Page 1 of 1

check if string contains html entities

Posted: Thu Oct 09, 2014 6:23 pm
by cjkeane
Hi Everyone.
I am starting to have an issue which I'm not sure how to resolve.
I have a database which is all set using utf8.
all data up until now, I have run htmlspecialchars on content when it inserted into the db, so i always need to use html_entity_decode to decode properly.
i changed my script recently and i no longer convert any text to html entities when its submitted to the db. I leave it up to utf8 to display correctly which it does for all new records.
My issue is that all previously entered data may have some elements of html entities which i need to decode to display properly, but if i run html_entity_decode, it mangles the display of some newly entered data.

My thought is to do something like this: if html entities are detected in the string, then run html_entities_decode on it, otherwise do nothing.
I'm just not sure how to code for that. Any help would be appreciated. Thanks.

Re: check if string contains html entities

Posted: Thu Oct 09, 2014 6:44 pm
by requinix
How do you tell the difference between HTML entities that are supposed to be there and those that are not?
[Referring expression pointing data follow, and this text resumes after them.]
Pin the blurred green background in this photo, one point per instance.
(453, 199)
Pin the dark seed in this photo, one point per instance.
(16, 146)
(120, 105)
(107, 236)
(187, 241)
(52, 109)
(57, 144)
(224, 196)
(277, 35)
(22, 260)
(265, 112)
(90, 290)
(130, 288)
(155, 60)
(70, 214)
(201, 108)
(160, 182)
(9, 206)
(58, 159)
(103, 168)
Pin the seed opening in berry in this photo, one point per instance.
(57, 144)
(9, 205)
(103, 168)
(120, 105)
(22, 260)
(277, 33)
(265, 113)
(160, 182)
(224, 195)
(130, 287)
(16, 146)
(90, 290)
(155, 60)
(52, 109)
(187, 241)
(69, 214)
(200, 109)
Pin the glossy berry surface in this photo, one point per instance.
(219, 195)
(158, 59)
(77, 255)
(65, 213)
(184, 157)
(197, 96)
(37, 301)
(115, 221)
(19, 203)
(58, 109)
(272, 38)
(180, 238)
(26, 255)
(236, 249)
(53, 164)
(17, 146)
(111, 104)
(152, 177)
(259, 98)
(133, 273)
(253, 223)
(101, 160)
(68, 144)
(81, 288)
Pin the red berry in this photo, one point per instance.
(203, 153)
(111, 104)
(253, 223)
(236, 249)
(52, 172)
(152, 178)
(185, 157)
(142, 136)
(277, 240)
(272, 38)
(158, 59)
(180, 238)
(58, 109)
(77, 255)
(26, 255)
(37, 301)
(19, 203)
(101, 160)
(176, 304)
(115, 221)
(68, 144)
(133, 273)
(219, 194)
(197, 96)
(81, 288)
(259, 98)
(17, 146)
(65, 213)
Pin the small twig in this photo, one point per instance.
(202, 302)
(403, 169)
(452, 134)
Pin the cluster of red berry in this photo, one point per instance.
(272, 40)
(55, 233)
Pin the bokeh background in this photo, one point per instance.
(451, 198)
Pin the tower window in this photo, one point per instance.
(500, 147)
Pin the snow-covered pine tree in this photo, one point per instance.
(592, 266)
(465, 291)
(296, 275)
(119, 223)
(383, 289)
Re: check if string contains html entities

Posted: Thu Oct 09, 2014 8:15 pm
by cjkeane
i can only identify the entities by looking either at the html source code or in the actual db to see why they don't display correctly when viewed on the website.
for example:
1. a previous entry inserted into the db looks like this: <strong>testing</strong>
When viewed on the website, it displays as <strong>testing</strong>
2. a new entry is saved to the db like so: <strong>testing</strong> and displays on the website as tested actually bolded

Re: check if string contains html entities

Posted: Thu Oct 09, 2014 8:24 pm
by Celauran
I guess the obvious takeaways here are a.
cjkeane wrote:all data up until now, I have run htmlspecialchars on content when it inserted into the db
don't do that, and 2.
cjkeane wrote:i changed my script recently and i no longer convert any text to html entities when its submitted to the db.
don't do that. Worry about escaping your HTML when it comes out, not when it goes in but be consistent.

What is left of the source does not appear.